Nesse cenário está o povo não educado e povo não educado, além de se vender a preço de banana, não serve para trabalhar na eventual indústria que viria se instalar no município, e que não vem mais porque sai caro montar a indústria e ainda trazer de fora funcionários para nela trabalhar. Mas seriam as indústrias, as fábricas, as montadoras, etc., que gerariam empregos – se o povo fosse educado – e receitas em impostos ao município. Isso, é claro, se Brasília resolvesse que o Brasil deveria finalmente se tornar uma verdadeira república, uma verdadeira federação, e deixasse de lado esse negócio de permanecer um grande feudo cujo poder central tudo (des)controla e (des)manda.

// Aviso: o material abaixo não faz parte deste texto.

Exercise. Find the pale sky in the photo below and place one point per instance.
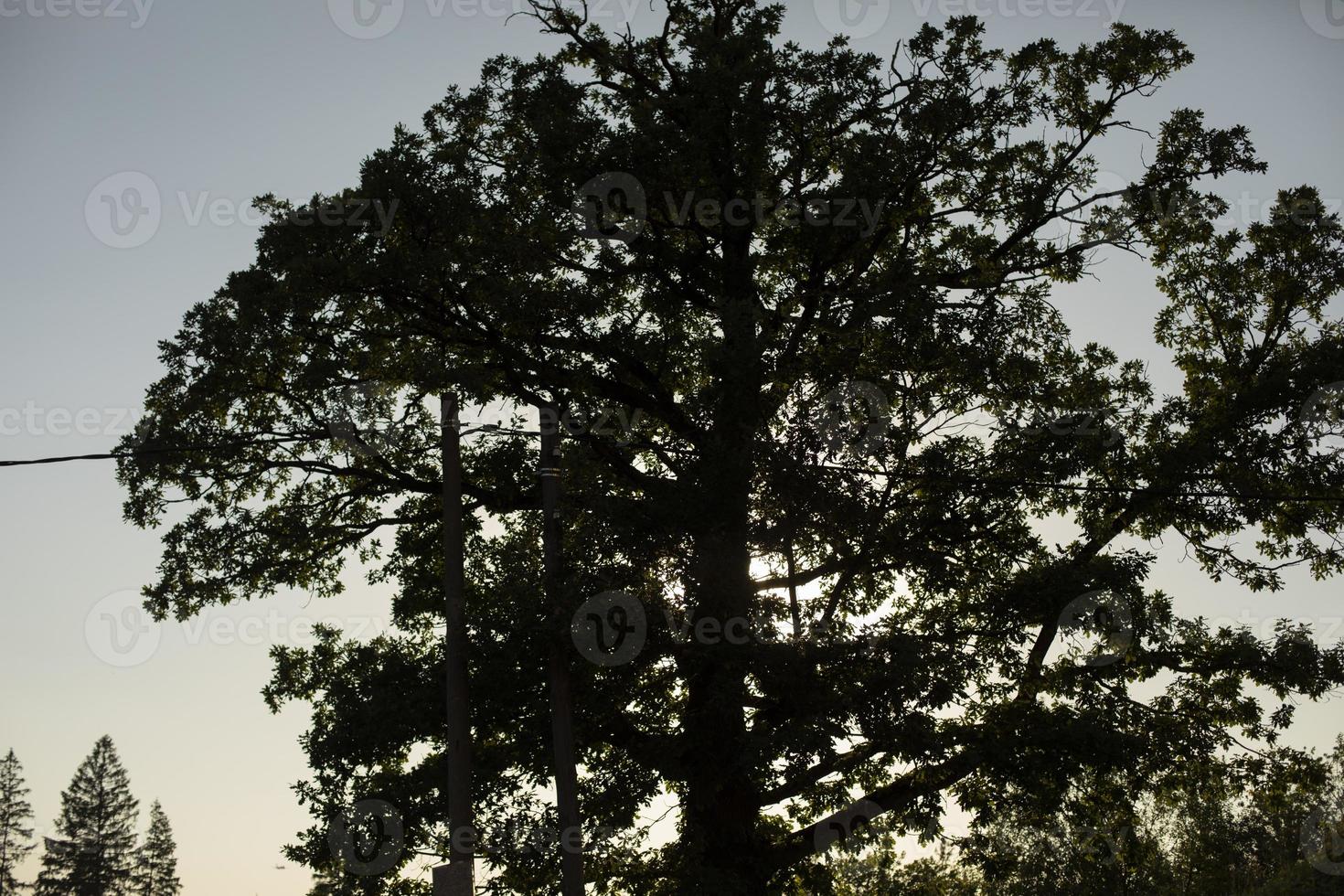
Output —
(214, 102)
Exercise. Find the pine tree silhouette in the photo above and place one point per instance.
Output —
(156, 859)
(15, 838)
(96, 833)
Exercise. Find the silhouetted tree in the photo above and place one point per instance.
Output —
(91, 852)
(156, 859)
(823, 283)
(15, 817)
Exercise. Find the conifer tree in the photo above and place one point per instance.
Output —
(15, 810)
(96, 832)
(156, 859)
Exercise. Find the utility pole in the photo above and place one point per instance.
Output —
(562, 696)
(456, 878)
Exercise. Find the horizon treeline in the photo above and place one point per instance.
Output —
(93, 848)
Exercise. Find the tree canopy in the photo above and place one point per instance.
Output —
(824, 283)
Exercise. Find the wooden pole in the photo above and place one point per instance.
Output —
(456, 879)
(562, 696)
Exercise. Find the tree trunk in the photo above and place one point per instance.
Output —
(456, 879)
(562, 699)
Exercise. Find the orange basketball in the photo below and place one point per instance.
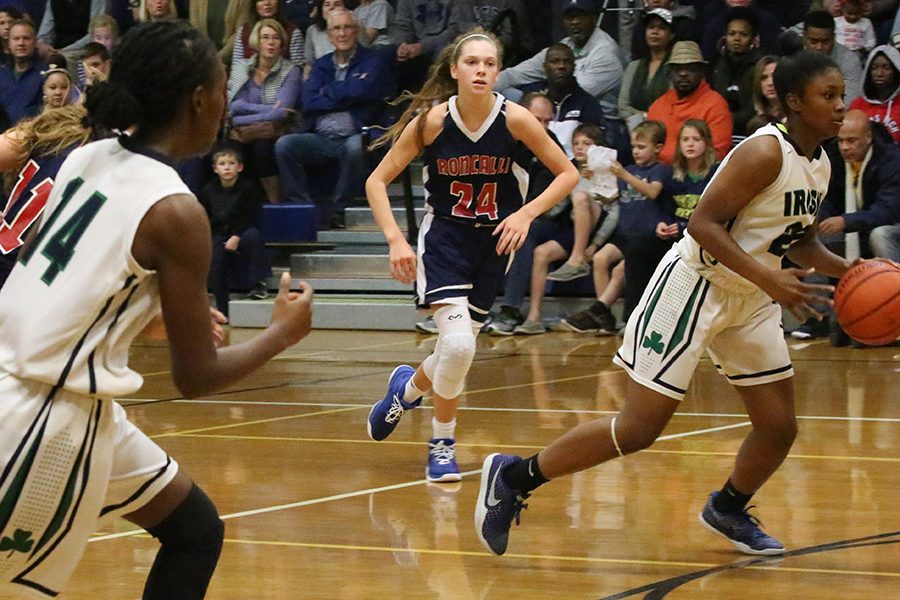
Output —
(867, 302)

Assim, em duas pequenas matérias a imprensa cearense contribuiu de forma avassaladora e notável para o esclarecimento do porque de nossa pobreza eterna e renitente. Seria bom que o povo das esquerdas, mormente suas mentes mais brilhantes e apaixonadas, deixasse-lhe entrar na mente tão óbvias conclusões. O povo não educado não é burro – é mau caráter. Sabe, sente em suas entranhas mais centrais a responsabilidade que lhe caberia ao se “emancipar”. Já nossas brilhantes mentes da esquerda não podem se abstrair de um envolvimento mais profundo e real no problema. Não querem o melhor para o povo? É preciso lhes dar o melhor mesmo que não queira. Ou não?